The effect has been to shift a disproportionate
share of the burden of OPEC’s supply management since 2016 onto the
group’s smaller producers.
Handing control of OPEC decision making to the Kremlin has
come at a high cost for the group, and most particularly for its smaller
members. Some of the latter were already feeling marginalized. This
latest deal will do nothing to change their view and the divisions
between the organization’s “haves” and “have nots” will only widen.
Russia
has done very well out of this. It agreed to cut output by 230,000
barrels a day from its October output level of 11.42 million. That would
reduce its production to 11.19 million barrels a day, a figure that is
just 15,000 barrels below its original 2016 baseline — a cut of just 0.1
percent.
Contrast that with OPEC member Algeria, which produces around
a tenth as much oil as Russia. Its new target will be 1.023 million
barrels a day. That’s a cut of 66,000 barrels a day, or 6.1 percent
below the 2016 baseline.
And what did this all achieve?
Oil markets have reacted with indifference.

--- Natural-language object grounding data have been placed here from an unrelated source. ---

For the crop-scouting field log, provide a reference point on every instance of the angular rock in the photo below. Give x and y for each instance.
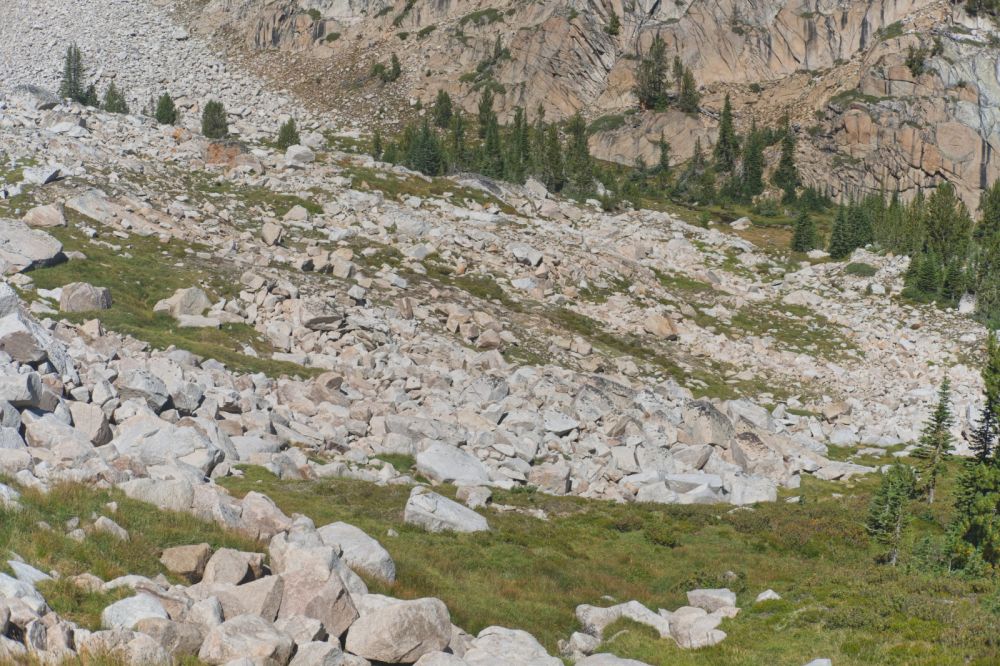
(444, 463)
(250, 637)
(187, 561)
(127, 613)
(84, 297)
(401, 632)
(438, 514)
(360, 551)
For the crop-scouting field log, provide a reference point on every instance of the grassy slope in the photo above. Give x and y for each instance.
(146, 271)
(150, 530)
(526, 573)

After a brief rally when the deal was revealed, Brent subsequently sank
back below the level it was trading at before the meeting began. Perhaps
traders don’t believe the group will be able to implement the
arrangement, or are waiting to see evidence that it’s taken effect.
OPEC has lost a lot for very little gain.
This column does not necessarily reflect the opinion of the editorial board or Bloomberg LP and its owners.